2. Why is it crucial to conduct a business’s risk analysis?
It is recommended for small businesses to dip their feet in the insurance pool by getting General Liability Insurance first. However, simply relying on GIL coverage will not be enough in the long-run as businesses generally grow in size and revenue.
Before issuing a quote, insurance companies first do their assessment of the risk levels of a business. The key here is to differentiate between the risks that can be mitigated through less-expensive solutions and only get coverage for those risks that can have detrimental consequences. For instance, risks such as petty thefts can be mitigated by installing CCTV cameras, thus bringing down the insurance premium. On the other hand, the risk of damage caused by fire should always be included in insurance coverage.
3. Why does the reputation of the insurance company matter?
Getting insurance involves a significant amount of financial transactions. Therefore, it is essential to ensure that the company offering services is reputable and known for its reliability.
Business owners should conduct their independent research and get quotes from multiple insurance providers before signing finalizing a policy. Doing this will ensure that the business can choose from after weighing quotes based on the insurance premiums, the coverage offered against those premiums, and the deductible amount. Business owners should also conduct industry analysis to identify insurance companies working with businesses of similar nature and the individual insurance plans they are offering.
4.What should you prioritize: Insurance coverage or cost?

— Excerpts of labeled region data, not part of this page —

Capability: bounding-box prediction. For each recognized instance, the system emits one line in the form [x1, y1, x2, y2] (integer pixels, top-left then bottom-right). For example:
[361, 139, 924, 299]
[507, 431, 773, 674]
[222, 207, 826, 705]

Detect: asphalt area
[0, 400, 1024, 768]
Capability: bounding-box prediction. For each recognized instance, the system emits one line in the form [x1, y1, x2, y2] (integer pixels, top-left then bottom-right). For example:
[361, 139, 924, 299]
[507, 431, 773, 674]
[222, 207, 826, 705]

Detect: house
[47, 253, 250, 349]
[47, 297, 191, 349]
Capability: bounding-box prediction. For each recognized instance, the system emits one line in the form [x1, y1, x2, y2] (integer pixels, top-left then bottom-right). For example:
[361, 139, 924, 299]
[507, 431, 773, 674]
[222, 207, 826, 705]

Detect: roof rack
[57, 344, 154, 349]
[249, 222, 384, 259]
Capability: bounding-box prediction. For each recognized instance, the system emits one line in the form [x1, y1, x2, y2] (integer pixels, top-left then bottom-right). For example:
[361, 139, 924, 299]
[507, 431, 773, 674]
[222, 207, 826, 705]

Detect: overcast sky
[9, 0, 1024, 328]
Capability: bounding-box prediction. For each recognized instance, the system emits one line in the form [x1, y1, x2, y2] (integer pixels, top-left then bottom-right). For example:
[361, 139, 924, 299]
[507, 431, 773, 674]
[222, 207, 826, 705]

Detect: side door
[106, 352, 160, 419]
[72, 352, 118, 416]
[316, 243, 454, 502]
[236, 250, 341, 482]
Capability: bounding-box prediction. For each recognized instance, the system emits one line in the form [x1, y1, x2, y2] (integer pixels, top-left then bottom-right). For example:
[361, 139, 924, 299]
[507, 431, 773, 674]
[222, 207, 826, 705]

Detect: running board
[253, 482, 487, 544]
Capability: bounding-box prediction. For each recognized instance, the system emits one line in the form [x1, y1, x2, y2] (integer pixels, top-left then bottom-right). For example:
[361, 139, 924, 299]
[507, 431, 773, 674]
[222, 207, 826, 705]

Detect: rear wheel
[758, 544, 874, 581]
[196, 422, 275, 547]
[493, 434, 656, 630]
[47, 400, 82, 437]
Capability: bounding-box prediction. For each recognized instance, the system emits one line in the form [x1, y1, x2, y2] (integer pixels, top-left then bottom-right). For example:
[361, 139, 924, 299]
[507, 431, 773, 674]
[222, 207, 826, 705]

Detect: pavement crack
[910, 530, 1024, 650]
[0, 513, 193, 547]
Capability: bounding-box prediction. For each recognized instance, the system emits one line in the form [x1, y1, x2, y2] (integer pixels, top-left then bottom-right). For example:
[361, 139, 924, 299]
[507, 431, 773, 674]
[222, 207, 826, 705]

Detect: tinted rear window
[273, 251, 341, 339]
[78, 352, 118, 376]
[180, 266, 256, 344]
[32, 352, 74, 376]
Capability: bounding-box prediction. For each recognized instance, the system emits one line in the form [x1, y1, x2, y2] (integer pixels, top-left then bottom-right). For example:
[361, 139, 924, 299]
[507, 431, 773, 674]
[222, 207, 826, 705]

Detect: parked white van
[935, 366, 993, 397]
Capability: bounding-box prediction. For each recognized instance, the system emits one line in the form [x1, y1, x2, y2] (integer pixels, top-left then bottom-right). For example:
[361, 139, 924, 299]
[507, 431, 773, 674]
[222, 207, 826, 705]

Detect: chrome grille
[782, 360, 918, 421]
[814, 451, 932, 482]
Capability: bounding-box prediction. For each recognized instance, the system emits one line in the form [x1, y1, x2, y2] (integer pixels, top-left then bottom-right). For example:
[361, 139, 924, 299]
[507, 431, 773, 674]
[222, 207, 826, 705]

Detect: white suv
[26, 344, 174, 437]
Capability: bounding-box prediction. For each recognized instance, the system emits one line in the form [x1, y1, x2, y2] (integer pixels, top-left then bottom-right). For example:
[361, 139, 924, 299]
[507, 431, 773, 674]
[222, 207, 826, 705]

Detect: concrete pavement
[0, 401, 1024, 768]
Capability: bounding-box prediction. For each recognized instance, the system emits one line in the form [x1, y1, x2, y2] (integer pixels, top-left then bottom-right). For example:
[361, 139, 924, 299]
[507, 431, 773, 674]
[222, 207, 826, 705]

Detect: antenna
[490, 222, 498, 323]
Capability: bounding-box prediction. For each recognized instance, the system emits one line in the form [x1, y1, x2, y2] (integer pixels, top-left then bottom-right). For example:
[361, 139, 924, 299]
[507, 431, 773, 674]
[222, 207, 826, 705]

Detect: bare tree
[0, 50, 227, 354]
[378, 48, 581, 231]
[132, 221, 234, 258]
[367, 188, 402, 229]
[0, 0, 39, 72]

The cheapest option doesn’t necessarily translate into the most cost-effective solution. Choosing the most affordable insurance plan might end up hurting the business simply because the coverage offered against lower premiums may not be enough to cover significant losses. Therefore, it is crucial to have a detailed discussion with the insurer to understand the type of coverage the business will require.
However, for most small businesses out there, the focus should be on the bottom-line. Business owners should calculate the insurance cost they’ll have to bear per employee and then decide if the additional insurance expense justifies the coverage it offers. A holistic and rational decision-making approach is needed instead of choosing the lowest cost option or the highest cost with the most comprehensive coverage. Businesses should look to strike the perfect balance between insurance premiums and the subsequent coverage they offer.
5. Why is it necessary to fully understand the terms and conditions?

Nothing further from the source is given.